Renia’s head was throbbing. On the floor, a pile of hair that had been yanked from her scalp. The interrogation had been going on for three hours. It was four in the morning.
They made her scrub the floors.
Renia looked around for a way to escape, any opening. But the doors and windows were covered in metal lattices. She was guarded by an armed gendarme.
At seven, the gendarmes began their workday. Renia was thrown into a narrow cell. She’d never been locked up before. Would she be shot? What inhumane torture awaited her? Her thoughts began to spiral downward. She envied those who had fallen, wishing they’d just shoot her now, end her suffering.
In her exhaustion, Renia nodded off for a second while sitting on the floor. She was awoken by the turn of a key. Two gendarmes, one old, one young, entered the cell, then took her to the main hall for further investigation. The young one smiled at her. Wait a minute: she knew him! He used to check her passport at the border. Whenever she carried contraband items from Warsaw to B?dzin, she’d ask him to hold her bag during the inspection, explaining that it contained food and she didn’t want the border patrol to confiscate it.
Now it was his shift at the jail. What wonderful luck! He patted her head and told her not to worry. “No harm will be done to you. Chin up, you’ll be out in no time.” He took Renia back to her cell, locked her in.
If he had any idea I was a Jew, Renia thought, he wouldn’t be so nice.
She could hear the guards arguing in the main hall. The young gendarme kept his word. “No, we can’t assume she’s Jewish,” he said. “She crossed the border with me many times. Just last week, I inspected her papers en route from Warsaw to B?dzin. We should release her right away.”
But the older, stricter officer—the one who’d beaten her the night before—was not having it. “You didn’t know that her papers are fake,” he said. “Now we know that Warsaw papers with this stamp are frauds.” Wild laughter. “This is her last ride. In a few hours, she’ll sing like a canary and tell us everything. We’ve had plenty of songbirds like her.”
Every few minutes, the gendarmes opened her cell door to see what she was doing. They laughed mockingly. Renia wanted so badly to retaliate, to taunt them for their smugness. She did not stay silent. “Does this make you happy?” she jabbed. “To hurt an innocent woman?” Silently, they shut the door.

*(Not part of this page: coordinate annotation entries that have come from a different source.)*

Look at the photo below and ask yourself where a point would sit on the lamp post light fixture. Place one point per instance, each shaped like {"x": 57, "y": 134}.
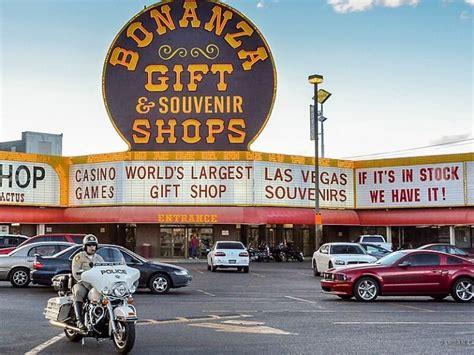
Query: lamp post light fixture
{"x": 316, "y": 79}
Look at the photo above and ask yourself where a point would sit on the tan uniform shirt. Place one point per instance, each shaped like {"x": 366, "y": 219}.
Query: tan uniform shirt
{"x": 81, "y": 263}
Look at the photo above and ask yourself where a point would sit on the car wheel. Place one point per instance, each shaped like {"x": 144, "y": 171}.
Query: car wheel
{"x": 20, "y": 277}
{"x": 315, "y": 268}
{"x": 463, "y": 290}
{"x": 344, "y": 297}
{"x": 366, "y": 289}
{"x": 160, "y": 283}
{"x": 439, "y": 297}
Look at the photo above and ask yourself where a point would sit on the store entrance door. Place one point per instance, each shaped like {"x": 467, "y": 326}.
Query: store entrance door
{"x": 173, "y": 242}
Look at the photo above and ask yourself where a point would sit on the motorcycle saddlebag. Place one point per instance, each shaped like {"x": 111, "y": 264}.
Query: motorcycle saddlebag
{"x": 61, "y": 282}
{"x": 58, "y": 308}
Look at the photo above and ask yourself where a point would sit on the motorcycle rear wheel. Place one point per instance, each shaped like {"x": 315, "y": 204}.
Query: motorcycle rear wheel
{"x": 72, "y": 335}
{"x": 124, "y": 339}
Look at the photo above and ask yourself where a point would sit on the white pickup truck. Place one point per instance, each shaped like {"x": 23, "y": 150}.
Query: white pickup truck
{"x": 374, "y": 239}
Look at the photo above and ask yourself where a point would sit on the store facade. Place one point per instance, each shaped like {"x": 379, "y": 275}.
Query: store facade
{"x": 252, "y": 197}
{"x": 180, "y": 83}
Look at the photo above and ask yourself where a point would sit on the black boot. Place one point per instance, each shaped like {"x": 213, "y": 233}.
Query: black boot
{"x": 79, "y": 318}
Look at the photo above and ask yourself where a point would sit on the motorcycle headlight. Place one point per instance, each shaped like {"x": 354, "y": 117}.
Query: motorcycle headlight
{"x": 134, "y": 287}
{"x": 120, "y": 289}
{"x": 181, "y": 272}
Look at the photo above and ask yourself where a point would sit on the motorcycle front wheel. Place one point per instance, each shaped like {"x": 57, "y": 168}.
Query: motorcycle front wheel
{"x": 72, "y": 335}
{"x": 124, "y": 338}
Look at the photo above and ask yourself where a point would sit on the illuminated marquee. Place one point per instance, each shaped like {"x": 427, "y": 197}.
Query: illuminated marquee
{"x": 215, "y": 183}
{"x": 189, "y": 75}
{"x": 28, "y": 183}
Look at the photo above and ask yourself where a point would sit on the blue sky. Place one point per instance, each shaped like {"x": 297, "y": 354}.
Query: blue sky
{"x": 401, "y": 72}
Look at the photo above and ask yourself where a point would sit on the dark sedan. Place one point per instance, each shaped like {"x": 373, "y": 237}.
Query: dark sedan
{"x": 446, "y": 248}
{"x": 158, "y": 277}
{"x": 405, "y": 273}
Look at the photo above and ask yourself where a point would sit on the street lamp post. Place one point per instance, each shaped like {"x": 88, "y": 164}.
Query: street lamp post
{"x": 315, "y": 80}
{"x": 323, "y": 95}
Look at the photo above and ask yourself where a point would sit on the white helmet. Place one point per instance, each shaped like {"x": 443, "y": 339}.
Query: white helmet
{"x": 89, "y": 239}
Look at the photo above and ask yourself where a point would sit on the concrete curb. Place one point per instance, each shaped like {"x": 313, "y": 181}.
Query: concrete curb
{"x": 180, "y": 261}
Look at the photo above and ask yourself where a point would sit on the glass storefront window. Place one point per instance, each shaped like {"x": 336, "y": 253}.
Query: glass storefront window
{"x": 172, "y": 242}
{"x": 205, "y": 236}
{"x": 463, "y": 237}
{"x": 253, "y": 237}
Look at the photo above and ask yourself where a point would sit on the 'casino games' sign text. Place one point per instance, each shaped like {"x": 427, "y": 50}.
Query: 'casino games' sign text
{"x": 189, "y": 75}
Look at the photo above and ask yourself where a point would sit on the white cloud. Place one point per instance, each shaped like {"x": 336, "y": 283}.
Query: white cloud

At ten o’clock, the door opened wide. Ilza was there. The gendarmes led them both to the main hall, handcuffed them, and told them to take all their belongings. Renia’s watch, jewelry and other valuables were put into the bag of a Gestapo officer who now accompanied them back to the train station.
As they left, the young gendarme looked at Renia sympathetically, as if to let her know he’d tried to help but was unsuccessful because her crime was too severe.
The train arrived. The passengers stared as the Gestapo man shoved them into a special car and locked it. A prisoners car. Through the small window, a ray of light tried to comfort them, provide a momentary reprieve from the bleak thoughts about the hours to come.
The Gestapo man kept warning them of the terrible things that lay ahead. “We’ll find out everything at the Gestapo office in Katowice,” he said. He slapped their faces and didn’t allow them to sit the entire way.
When they disembarked, a crowd of passengers followed them, wondering why these two young women had been arrested.
The girls were tied together. The handcuffs were tight, cutting Renia’s skin. Ilza was pale, shaking. Renia felt sorry for her. She was so young, just seventeen. Renia whispered to her, “Do not to confess that you are Jewish, ever. And do not say a word about me.”
The Gestapo man kicked her. “Move faster.”
After thirty minutes of walking, bound, they reached a narrow street and a large, four-storey building decorated with German flags and swastikas. The Gestapo office took up the entire edifice.